How can you tell if an image is fake?

Cristina Tavares Correia

Is that really a shark swimming under the surfer? It may be, but calm, not all the photos you see on the Internet are real. Just as there is fake news (the famous fake news), there are also many images that are falsified, exaggerated and manipulated by a computer.

Sometimes this happens as a joke, on humour sites, or to gain your click or share (even if they know that it is a montage). Others, because people want to look more beautiful and then change some of their physical features through an image editing program. And some use false images to make us feel confused, scared or angry and thus get their message across.

Is it possible that an emoji is a human? hmmm, not true.

But there are techniques to detect these graphical dots. We give you some tricks:

1. There is a technique called Reverse Image. You can use it to confirm the photos you find in your travels on the Internet. Click on the image with the right mouse button. A window will open with options: select the one that says "copy the URL of this image". Then open Google Images and paste the photo's address (or URL) into the search bar. Next to it, you have an icon with a camera: click there and start your image search.

Google image

Then, you should see results for every time that photo was published. Compare the images and try to find the differences. If it repeatedly appears on different sites, it is likely to be real, but they may also have been misled and are sharing the same fake.
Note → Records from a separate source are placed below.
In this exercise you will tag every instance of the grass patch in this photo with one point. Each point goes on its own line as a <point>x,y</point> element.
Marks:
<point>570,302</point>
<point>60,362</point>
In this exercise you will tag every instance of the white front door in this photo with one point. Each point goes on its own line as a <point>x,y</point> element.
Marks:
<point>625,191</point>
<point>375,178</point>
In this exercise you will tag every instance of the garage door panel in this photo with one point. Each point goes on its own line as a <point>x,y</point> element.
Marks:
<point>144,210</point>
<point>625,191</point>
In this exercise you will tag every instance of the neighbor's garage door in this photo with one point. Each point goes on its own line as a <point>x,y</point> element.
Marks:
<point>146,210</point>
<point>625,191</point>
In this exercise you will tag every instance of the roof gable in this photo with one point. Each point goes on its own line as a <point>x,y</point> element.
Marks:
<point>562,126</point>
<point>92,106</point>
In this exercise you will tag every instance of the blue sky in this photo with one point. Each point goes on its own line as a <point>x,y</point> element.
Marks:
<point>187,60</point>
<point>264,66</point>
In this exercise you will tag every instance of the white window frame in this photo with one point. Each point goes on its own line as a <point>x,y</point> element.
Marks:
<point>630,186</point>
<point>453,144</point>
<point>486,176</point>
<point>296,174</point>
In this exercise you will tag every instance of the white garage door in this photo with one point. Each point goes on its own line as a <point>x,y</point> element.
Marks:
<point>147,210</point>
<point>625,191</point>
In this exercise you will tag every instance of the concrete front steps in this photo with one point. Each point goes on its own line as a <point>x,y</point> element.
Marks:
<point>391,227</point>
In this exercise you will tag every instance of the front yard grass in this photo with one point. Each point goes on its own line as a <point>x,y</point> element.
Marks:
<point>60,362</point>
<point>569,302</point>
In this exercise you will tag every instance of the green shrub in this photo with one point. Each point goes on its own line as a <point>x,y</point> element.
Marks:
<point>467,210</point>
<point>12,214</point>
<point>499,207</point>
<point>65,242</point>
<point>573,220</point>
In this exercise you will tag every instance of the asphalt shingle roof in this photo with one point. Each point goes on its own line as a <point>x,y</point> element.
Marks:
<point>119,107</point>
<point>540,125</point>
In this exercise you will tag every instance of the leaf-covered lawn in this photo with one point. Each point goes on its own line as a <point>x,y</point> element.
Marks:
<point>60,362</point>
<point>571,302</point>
It helps to ask yourself some questions

Do you know the site where the photo appears and are you confident in the information it gives you? Doesn't what you see in the image seem to be one of those action exaggerations or science fiction films?

2. Notice the details:

  • Peoples shadows, buildings, trees or other elements of the scenery are always a good indicator. If you think something is missing there, it is usually because it can be a forgery.
  • The contours of people or objects may appear more blurred. This happened when the original image was manipulated by an image editing program, to make people look thinner or more muscular, for example.
The pencils on the left are blurred and the colours are not real. The image on the right is correct.
  • Pay attention to proportions: if people or objects seem too small or big concerning each other.

Proportions and location are not correct on the left. People are jumping on the desert on top of a coconut tree. The image is fake. On the right side, the image is true.
  • Search for repeated patterns: it's easy to take a photo with a group of 20 people and turn it into a crowd, for example. Or duplicated photos so the elements could look bigger and symmetric.
On the left, the traffic signs are repeated and flipped like the building. This image is false. The right one is on the right.

  • Think about whether the colours of landscape elements seem real to you. Have you seen lilac grass somewhere before? Or blue bananas?...
Blue bananas? Not real.
Do not help spread the lie. It may even be a spectacular image, but if you share it with your friends, you are only helping fake to continue spreading lies.